Pantau Flash
HOME  ⁄  Hukum

KPK Sebut Kasus Lukas Enembe Tak Dapat Dilanjutkan Jika Meninggal Dunia: Berdasarkan Pasal 77 KUHP

Oleh Ahmad Ryansyah
SHARE   :

KPK Sebut Kasus Lukas Enembe Tak Dapat Dilanjutkan Jika Meninggal Dunia: Berdasarkan Pasal 77 KUHP
Foto: Wakil Ketua KPK Johanis Tamak

Pantau - Wakil Ketua KPK Johanis Tanak berbicara terkait kasus korupsi dan tindak pidana pencucian uang (TPPU) mantan Gubernur Papua Lukas Enembe, yang telah meninggal dunia. Tanak menyebut kasus itu tidak dapat dilanjutkan.

"Kelanjutan kasus Enembe ini berdasarkan Pasal 77 KUHP, apabila seorang itu meninggal dunia, itu tidak dapat lagi dipertanggungjawabkan," kata Tanak dalam jumpa pers di Gedung Merah Putih KPK. Jakarta, Selasa (16/1/2024).

Tanak menerangkan negara masih mempunyai hak menuntut ganti rugi keuangan negara melalui gugatan perdata. Akan tetapi, kata Tanak, kasus ini belum ada kepastian hukum karena Lukas Enembe meninggal dunia saat kasusnya tengah diputus di tingkat Pengadilan Tinggi Jakarta dan belum ada langkah mengajukan kasasi.

"Tetapi di dalam UU tentang Pemberantasan Tindak Pidana Korupsi sebagaimana diatur Pasal 33, 34 dan 38, dalam konteks misalnya meninggal dunia, maka apabila ada kerugian keuangan yang dapat diperhitungkan, itu akan diajukan gugatan ke pengadilan. Tapi dalam konteks perkaranya Pak Enembe ini, dia sudah meninggal pada saat kasus diputus di Pengadilan Tinggi," kata Tanak.

KPK, kata Tanak, akan meminta fatwa Mahkamah Agung (MA) terkait kasus Lukas Enembe ini apakah bisa dianggap berkekuatan hukum tetap (inkrah) atau tidak. Bila belum inkrah, kata Tanak, KPK akan menyerahkan dokumen perkara ke lembaga yang dirugikan atau ke Kejaksaan untuk digugat secara perdata.

"Kita akan mencoba meminta fatwa (ke Mahkamah Agung) sebaiknya bagaimana, apakah itu dianggap sudah inkrah? Kalau sudah inkrah tentu kita melaksanakan sesuai dengan amar putusan," katanya.

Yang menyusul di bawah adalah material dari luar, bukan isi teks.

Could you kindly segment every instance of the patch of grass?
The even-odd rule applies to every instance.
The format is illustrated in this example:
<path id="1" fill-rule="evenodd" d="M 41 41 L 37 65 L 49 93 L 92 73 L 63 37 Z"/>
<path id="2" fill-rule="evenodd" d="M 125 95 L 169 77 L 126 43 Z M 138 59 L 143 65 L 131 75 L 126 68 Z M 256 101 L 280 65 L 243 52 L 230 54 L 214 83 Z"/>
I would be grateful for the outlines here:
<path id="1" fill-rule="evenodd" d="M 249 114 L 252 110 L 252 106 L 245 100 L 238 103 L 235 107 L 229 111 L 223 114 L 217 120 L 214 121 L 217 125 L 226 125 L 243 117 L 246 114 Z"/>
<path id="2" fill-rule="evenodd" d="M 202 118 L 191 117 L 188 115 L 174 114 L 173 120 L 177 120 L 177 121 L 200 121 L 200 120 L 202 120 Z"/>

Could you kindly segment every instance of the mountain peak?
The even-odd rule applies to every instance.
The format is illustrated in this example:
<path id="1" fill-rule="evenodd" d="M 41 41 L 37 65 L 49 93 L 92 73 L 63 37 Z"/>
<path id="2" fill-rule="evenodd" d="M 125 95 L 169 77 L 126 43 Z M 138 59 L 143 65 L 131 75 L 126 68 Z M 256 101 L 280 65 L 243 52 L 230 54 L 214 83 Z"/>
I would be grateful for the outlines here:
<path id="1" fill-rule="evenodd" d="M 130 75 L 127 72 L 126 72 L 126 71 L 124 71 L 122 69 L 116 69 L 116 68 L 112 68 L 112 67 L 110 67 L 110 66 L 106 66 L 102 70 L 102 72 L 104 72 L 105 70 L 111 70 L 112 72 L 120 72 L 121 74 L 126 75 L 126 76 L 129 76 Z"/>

"Tetapi kalau itu belum inkrah, maka kita akan menyerahkan semua dokumen berkas perkara kepada lembaga yang dirugikan atau kepada kejaksaan, untuk selanjutnya digugat secara keperdataan agar pengembalian keuangan negara dapat dilakukan, karena korupsi terkait kerugian keuangan negara," imbuhnya.